Bettie Page Reveals All is a fascinating, if flawed, documentary feature about the world's most iconic pin-up and fetish queen. Page died in 2008 at the age of 85, a famous woman who disappeared at the height of her modelling career to become an enigma. Popularized in part by artist Dave Stevens including a Page-like character in his comic The Rocketeer, Bettie Page's pin-up work saw a resurgence in popularity in the 1980s that continued to grow as the years past. For much of this time, Page was unaware of her return to the spotlight, subsisting on Social Security as she lived a life of anonymity. Eventually, she was located and connected with an agent who ensured she received compensation for the rampant use of her likeness. Her later years were comfortable.

Page rarely appeared in public following her rediscovery, and avoided having her picture taken, as she preferred people remember her as she had looked in the 1950s. Fortunately, before she passed away, she gave extensive interviews about her life, which makes up the bulk of this film. Age had turned her voice gravelly, but hearing her southern accent matter-of-factly discuss this topic or that is fascinating, even if the clip art and stock footage used to illustrate her story in the early going is arbitrary at best.

The fact that Page essentially tells her own story is both the film's greatest strength as well as weakness. Many of the topics she touches on are jarring in their abruptness, one or two sentences at best before moving along. Frustratingly, over and over again she makes a comment that begs for a follow-up question that never comes (the interview was conducted in a Q&A format, but apart from a couple of brief interactions, the interviewer is edited out). Speaking as a professional interviewer (is that even a thing?) the myriad things left unsaid and unexplored are maddening. One example come early on, when discussing Page's education. In high school, she desperately worked to become valedictorian, because Vanderbilt guaranteed full ride scholarships to the top student in every Tennessee high school class. Despite her efforts, she ended up salutatorian, mere tenths of a point behind a male classmate. Instead of a full ride to Vandy, she got a $100 scholarship to Peabody College. The immediate thing that leapt to my mind--and The Wife's as well--was that in 1942, women didn't often pursue higher education. In many cases, they were active discouraged. It doesn't take much imagination to picture a school principal in Tennessee tweaking the grades so that the Vandy scholarship wouldn't be "wasted" on a woman. Page would face gender discrimination--if not outright misogyny--time and again throughout her life, and her valedictorian/salutatorian issue would've added an interesting bit of context. Alas, the question remains unasked, that bit of history unexplored.

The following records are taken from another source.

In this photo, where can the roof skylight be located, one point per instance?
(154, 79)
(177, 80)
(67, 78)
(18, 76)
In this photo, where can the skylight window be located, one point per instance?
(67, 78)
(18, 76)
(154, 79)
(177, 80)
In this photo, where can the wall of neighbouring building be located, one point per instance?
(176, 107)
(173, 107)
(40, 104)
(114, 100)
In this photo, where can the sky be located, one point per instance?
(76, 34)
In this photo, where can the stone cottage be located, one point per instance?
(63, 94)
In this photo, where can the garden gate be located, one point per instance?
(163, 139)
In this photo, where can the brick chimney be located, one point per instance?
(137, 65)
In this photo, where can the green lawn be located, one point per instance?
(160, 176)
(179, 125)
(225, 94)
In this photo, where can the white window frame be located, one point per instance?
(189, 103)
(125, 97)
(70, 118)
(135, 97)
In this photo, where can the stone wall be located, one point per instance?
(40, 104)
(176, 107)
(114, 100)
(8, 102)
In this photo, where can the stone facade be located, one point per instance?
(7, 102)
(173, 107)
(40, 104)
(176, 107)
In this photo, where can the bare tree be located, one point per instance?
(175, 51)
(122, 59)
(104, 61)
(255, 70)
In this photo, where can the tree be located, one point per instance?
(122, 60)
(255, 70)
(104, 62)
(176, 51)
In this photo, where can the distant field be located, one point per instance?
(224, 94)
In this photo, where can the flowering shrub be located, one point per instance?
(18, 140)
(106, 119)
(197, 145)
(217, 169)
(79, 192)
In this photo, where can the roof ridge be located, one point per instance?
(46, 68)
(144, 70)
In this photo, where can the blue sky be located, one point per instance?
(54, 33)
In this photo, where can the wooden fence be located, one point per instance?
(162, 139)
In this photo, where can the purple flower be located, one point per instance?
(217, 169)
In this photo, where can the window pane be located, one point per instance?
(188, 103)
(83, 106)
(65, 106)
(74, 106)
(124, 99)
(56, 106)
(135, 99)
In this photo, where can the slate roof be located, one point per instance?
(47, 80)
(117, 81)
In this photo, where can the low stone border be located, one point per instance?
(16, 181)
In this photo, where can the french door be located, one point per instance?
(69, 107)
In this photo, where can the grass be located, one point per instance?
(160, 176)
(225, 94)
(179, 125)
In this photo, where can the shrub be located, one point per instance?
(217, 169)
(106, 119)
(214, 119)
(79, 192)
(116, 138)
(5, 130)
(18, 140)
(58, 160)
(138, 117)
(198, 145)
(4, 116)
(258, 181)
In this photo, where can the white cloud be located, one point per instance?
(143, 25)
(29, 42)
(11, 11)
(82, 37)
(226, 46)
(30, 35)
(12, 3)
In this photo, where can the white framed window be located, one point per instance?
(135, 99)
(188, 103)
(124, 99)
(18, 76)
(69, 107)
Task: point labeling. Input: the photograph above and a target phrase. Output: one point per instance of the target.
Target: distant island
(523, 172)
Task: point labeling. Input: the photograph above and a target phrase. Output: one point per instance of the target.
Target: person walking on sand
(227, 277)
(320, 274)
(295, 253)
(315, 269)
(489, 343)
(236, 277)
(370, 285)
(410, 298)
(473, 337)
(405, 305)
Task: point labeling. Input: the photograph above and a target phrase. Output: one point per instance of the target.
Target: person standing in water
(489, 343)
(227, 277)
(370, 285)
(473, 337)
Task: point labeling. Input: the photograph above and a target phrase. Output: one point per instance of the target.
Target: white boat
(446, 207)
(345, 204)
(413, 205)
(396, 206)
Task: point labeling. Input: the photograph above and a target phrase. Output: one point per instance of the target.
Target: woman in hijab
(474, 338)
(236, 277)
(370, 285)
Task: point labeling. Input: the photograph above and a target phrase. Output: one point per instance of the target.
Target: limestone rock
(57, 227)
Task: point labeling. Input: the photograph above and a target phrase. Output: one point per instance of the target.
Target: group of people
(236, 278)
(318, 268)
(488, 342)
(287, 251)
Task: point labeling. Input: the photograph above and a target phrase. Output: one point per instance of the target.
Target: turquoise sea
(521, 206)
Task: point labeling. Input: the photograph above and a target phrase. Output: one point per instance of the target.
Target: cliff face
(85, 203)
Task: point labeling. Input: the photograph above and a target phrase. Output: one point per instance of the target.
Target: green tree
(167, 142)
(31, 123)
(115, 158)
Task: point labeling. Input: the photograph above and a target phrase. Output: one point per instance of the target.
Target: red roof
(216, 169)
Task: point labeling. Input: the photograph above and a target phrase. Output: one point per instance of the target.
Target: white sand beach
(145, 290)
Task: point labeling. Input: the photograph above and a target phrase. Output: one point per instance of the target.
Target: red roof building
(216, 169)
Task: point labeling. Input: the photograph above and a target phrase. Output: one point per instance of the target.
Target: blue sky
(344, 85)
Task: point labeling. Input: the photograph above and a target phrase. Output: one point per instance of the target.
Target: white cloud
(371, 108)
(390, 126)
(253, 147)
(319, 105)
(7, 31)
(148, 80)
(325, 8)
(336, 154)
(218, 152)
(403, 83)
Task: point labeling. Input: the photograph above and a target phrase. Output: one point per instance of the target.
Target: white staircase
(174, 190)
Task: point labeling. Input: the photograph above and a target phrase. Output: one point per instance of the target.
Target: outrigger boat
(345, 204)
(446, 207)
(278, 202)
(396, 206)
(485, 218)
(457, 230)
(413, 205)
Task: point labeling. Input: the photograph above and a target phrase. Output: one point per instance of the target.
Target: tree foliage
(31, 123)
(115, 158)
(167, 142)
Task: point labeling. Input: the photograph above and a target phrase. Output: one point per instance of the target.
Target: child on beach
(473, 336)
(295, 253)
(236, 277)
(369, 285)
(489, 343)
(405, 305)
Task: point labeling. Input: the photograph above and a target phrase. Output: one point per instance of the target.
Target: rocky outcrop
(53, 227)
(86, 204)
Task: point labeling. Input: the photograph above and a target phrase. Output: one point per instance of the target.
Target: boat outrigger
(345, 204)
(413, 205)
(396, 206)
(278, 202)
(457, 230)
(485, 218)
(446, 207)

Despite the wide swath of questions not asked, Page does cover a tremendous amount of territory with her good-humored voice over. Others who played a role in Page's life, from Paula Klaw to Bunny Yeager to Hugh Hefner provide extensive commentary in their own right, either via new or archival footage. Even if their thoughts are not deeply insightful, the anecdotes are certainly entertaining and amusing. A minor annoyance--Paula Klaw actually took the vast majority of the Page photos sold by her brother, Irving Klaw, but the film portrays her more as a business manager than a creative talent. A very interesting revelation involved the mediocre 2005 movie The Notorious Bettie Page, starring Gretchen Mol (the film's worth watching for Mol's impressive turn as Page). At the time it came out, Page was very vocal in her displeasure with it, yet certain scenes that were dismissed as fabrication at the time are confirmed here by Page herself. There were several other points where Page seemed to be fudging the truth some, or simply mis-remembering events. It would've been nice to have some cross references, a corroborating witness or document to back Page up, but this is very much her show and what she says goes unquestioned. For the most part, she's bluntly honest, and it's a credit to her that her solo narrative can carry the film so long.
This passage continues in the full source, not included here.